The situation looks the most worrisome for China Telecom, the smallest of the three mobile carriers, which has just reported its sixth consecutive month of declines in total subscribers. The company lost nearly one million subscribers in May, and has lost 4.4 million subscribers so far this year — more than 2 percent of its total at the beginning of the year. China Unicom’s situation looks a little better, though both companies are clearly losing share to China Mobile.
Industry watchers will know that 4G lies at the heart of this issue, along with China Mobile’s deep pockets for spending on promotion of its new 4G service. China Mobile got a head start on its two rivals in 4G, receiving a license to launch service last December using a homegrown technology called TD-LTE.
Because China Mobile had been aggressively building a trial 4G network over the previous two years, it could launch its service almost immediately after receiving the license and has been quickly adding subscribers since then through aggressive promotion.

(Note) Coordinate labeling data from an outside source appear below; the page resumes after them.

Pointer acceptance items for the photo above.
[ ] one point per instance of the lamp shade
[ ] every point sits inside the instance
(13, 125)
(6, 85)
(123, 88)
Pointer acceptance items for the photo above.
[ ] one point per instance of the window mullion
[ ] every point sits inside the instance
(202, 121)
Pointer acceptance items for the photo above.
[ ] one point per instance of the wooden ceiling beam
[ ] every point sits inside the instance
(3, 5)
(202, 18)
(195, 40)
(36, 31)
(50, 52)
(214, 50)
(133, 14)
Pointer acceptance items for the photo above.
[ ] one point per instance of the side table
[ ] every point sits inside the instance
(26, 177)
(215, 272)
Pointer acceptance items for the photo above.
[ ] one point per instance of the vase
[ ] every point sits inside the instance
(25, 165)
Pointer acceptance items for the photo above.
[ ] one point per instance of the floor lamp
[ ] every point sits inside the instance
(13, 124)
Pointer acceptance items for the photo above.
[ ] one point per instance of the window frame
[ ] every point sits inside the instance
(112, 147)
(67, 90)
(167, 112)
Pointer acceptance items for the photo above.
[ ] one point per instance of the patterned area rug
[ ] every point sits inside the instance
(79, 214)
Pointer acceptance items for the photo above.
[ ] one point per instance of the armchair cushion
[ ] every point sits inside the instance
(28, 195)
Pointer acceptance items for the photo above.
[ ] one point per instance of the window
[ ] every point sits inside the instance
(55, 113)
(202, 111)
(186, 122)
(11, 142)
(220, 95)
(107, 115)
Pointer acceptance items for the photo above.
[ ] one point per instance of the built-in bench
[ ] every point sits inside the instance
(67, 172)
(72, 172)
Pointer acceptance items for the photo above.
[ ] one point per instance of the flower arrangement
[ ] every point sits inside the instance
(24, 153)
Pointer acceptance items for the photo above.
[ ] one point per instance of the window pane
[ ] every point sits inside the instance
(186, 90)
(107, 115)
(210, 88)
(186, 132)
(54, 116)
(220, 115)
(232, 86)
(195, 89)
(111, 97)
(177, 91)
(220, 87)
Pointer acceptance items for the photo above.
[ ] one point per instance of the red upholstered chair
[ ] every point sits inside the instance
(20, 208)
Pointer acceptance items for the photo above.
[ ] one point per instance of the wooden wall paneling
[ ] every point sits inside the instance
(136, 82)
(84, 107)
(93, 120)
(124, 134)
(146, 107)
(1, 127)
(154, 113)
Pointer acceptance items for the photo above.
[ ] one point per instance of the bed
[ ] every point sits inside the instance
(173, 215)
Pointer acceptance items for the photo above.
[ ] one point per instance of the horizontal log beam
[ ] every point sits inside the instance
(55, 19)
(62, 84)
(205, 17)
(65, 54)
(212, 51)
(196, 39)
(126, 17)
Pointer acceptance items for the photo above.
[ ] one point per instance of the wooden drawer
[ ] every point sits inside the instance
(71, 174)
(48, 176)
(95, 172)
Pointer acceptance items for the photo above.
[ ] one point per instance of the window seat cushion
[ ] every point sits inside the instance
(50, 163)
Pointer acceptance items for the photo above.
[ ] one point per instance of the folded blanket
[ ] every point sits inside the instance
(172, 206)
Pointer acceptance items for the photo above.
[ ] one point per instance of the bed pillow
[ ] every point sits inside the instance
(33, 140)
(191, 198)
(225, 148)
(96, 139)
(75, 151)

At the end of May, China Mobile already had more than eight million 4G subscribers, and recently announced an aggressive target of signing up 50 million subscribers by the end of this year. Many of those 4G subscribers may be current China Mobile users who upgrade from 2G and 3G service, but the latest data show that many of the new subscribers are also likely to come from China Telecom and Unicom, which still have yet to get permission to build their own 4G networks.
Both China Telecom and Unicom are waiting for the regulator to give them licenses to build networks using a technology called FDD-LTE, which is widely used in most countries outside China. The Ministry of Industry and Information Technology gave China Mobile its 4G license early to give it a head start due to its use of homegrown technology. But that head start, combined with China Mobile’s deep resources, is now starting to look unnecessary and is undermining the two smaller companies.

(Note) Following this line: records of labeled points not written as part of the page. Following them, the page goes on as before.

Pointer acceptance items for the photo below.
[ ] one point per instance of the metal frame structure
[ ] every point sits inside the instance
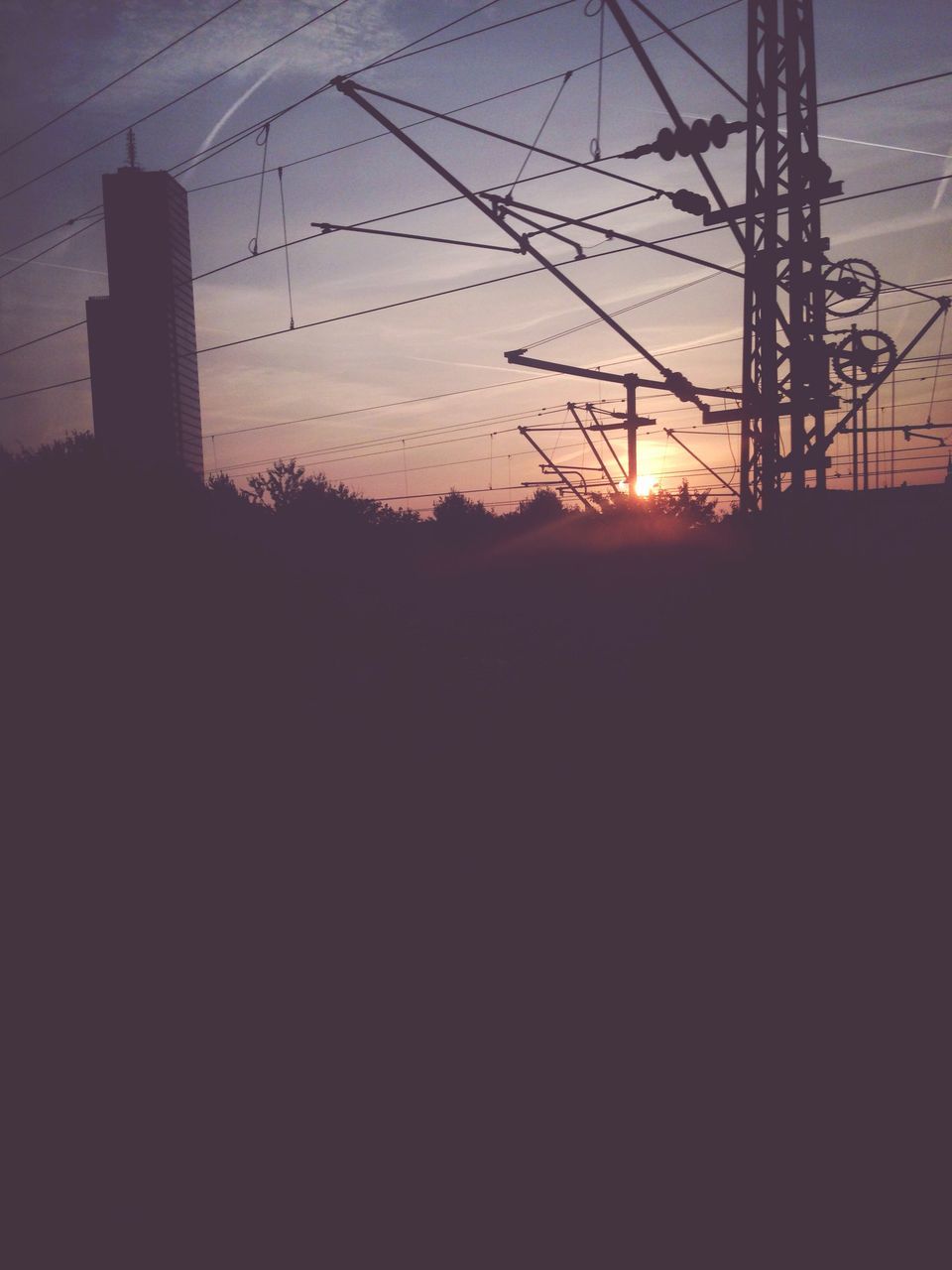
(789, 284)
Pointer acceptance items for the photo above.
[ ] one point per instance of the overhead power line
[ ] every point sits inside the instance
(118, 79)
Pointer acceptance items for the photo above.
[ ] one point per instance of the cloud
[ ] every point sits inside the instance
(236, 104)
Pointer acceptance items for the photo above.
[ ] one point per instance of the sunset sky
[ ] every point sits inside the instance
(408, 402)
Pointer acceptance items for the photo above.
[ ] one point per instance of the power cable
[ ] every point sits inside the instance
(176, 100)
(51, 248)
(118, 79)
(690, 53)
(887, 87)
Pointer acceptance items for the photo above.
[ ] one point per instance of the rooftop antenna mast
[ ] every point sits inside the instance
(131, 157)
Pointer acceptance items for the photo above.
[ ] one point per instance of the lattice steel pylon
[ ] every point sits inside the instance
(785, 359)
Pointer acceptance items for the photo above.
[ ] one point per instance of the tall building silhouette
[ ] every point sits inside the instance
(143, 334)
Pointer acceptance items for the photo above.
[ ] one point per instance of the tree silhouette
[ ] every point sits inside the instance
(280, 486)
(543, 507)
(458, 517)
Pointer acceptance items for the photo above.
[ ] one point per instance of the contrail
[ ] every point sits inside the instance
(879, 145)
(240, 102)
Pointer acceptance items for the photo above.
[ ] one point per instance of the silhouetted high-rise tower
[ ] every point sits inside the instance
(143, 334)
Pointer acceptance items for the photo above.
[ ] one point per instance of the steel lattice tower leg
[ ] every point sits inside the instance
(784, 318)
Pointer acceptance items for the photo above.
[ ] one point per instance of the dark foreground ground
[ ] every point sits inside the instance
(576, 902)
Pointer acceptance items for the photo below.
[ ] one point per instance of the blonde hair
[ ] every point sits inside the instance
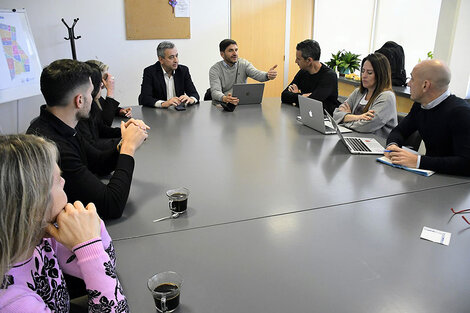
(26, 178)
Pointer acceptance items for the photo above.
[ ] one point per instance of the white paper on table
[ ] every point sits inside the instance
(182, 8)
(435, 235)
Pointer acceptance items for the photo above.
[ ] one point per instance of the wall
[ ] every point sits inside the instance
(459, 59)
(102, 27)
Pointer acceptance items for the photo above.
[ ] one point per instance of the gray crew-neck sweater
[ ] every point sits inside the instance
(222, 77)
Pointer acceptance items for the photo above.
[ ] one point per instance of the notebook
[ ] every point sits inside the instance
(418, 171)
(357, 145)
(248, 93)
(311, 115)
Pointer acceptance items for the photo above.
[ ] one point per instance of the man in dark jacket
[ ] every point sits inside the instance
(440, 118)
(67, 89)
(167, 83)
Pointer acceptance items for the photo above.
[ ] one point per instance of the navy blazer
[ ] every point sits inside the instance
(153, 86)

Both Unicom and China Telecom have been steadily urging the MIIT to award FDD-LTE licenses, and previous reports had indicated that the awards might come last month. But true to form, the slow-moving and extremely cautious ministry failed to issue the licenses in May, meaning the two smaller telcos are now a full six months behind China Mobile and are still waiting.
Even if the MIIT awarded licenses tomorrow, China Mobile’s actual head-start in 4G would still be closer to a full year rather than just six months. That’s because whereas China Mobile could instantly launch service after getting its license, Unicom and China Telecom will have to do a bit of building and probably won’t be able to launch their 4G service until around the end of this year at the earliest.
Shares of both Unicom and China Telecom have come under pressure in the last month as they wait for 4G, and both could be looking at more downside until they finally get their licenses and can start to seriously counter China Mobile’s threat.
Bottom line: China Telecom and Unicom are likely to see their business erode and shares come under pressure until they receive FDD-LTE 4G licenses and launch 4G service.
The writer is a commentator on China company news and an associate professor in journalism.